また、「何度も品質不正事件を繰り返す組織風土を何とか変えなければ、といった社員の切実な思い」とは、まさに私とその仲間が自社改革に挑み続けたモチベーションそのものでした。
それは、自分たちのためではなく、とてつもない被害を与えてしまった被災者や社会の皆さま、ステークホルダー、お客さまのため、社員として何ができるか考え抜いた結果、二度と事故や不祥事を起こさない清新な企業に生まれ変わる「自己改革」を志しました。
事故の根本原因を追求し続けた末、鏡に映った犯人が自分だと知った衝撃の上で、一人ひとりが共有する無意識の考え方(=心)をターゲットにしました。
安全とコンプライアンス。出発した登山口は異なっても、長い取り組みの末、山頂で山口先生と出会い、同じ風景を見るかのような感慨を覚えました。

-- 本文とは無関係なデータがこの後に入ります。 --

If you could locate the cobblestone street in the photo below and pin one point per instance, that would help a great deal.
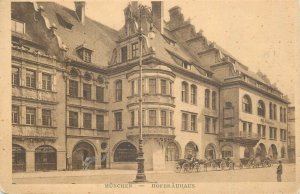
(124, 176)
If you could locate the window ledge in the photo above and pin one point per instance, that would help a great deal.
(189, 131)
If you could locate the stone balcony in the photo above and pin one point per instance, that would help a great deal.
(32, 93)
(38, 132)
(243, 138)
(152, 131)
(155, 98)
(80, 132)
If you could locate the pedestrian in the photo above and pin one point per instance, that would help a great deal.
(279, 171)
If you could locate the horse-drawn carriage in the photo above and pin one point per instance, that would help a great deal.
(188, 165)
(256, 162)
(193, 164)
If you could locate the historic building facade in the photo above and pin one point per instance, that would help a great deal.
(76, 93)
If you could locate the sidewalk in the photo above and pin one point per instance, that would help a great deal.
(76, 173)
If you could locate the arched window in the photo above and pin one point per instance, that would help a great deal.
(172, 152)
(227, 151)
(193, 94)
(261, 108)
(184, 92)
(45, 158)
(125, 152)
(214, 100)
(207, 98)
(81, 152)
(247, 106)
(18, 158)
(119, 90)
(74, 72)
(87, 76)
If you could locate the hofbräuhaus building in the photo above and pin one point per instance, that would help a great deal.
(76, 93)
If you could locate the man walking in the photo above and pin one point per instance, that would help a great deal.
(279, 171)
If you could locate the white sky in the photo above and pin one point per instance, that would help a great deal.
(261, 34)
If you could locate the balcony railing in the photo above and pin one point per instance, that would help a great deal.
(152, 131)
(33, 56)
(87, 132)
(34, 132)
(165, 99)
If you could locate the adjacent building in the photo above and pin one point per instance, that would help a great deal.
(76, 93)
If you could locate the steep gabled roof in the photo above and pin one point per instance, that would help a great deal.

望むらくは、改革への志をもつ皆さんとも、この展望を広く共有したいとの思いを新たにしました。
このたびは、誠に有難うございました。 小池明男
投稿: 小池明男 | 2026年1月24日 (土) 18時58分
小池さん、コメントありがとうございます。コメントにお書きになっておられるところからもわかりますが、企業風土改革について、その作法を言語化することはとてもむずかしいと感じております。暗黙知のようなものを言語化することが100パーセント困難だとしても、それでも100パーセントに近いところまで徹底できるのは社員だからこそ、と考えています。
これからも引き続き、ご指導よろしくお願いします。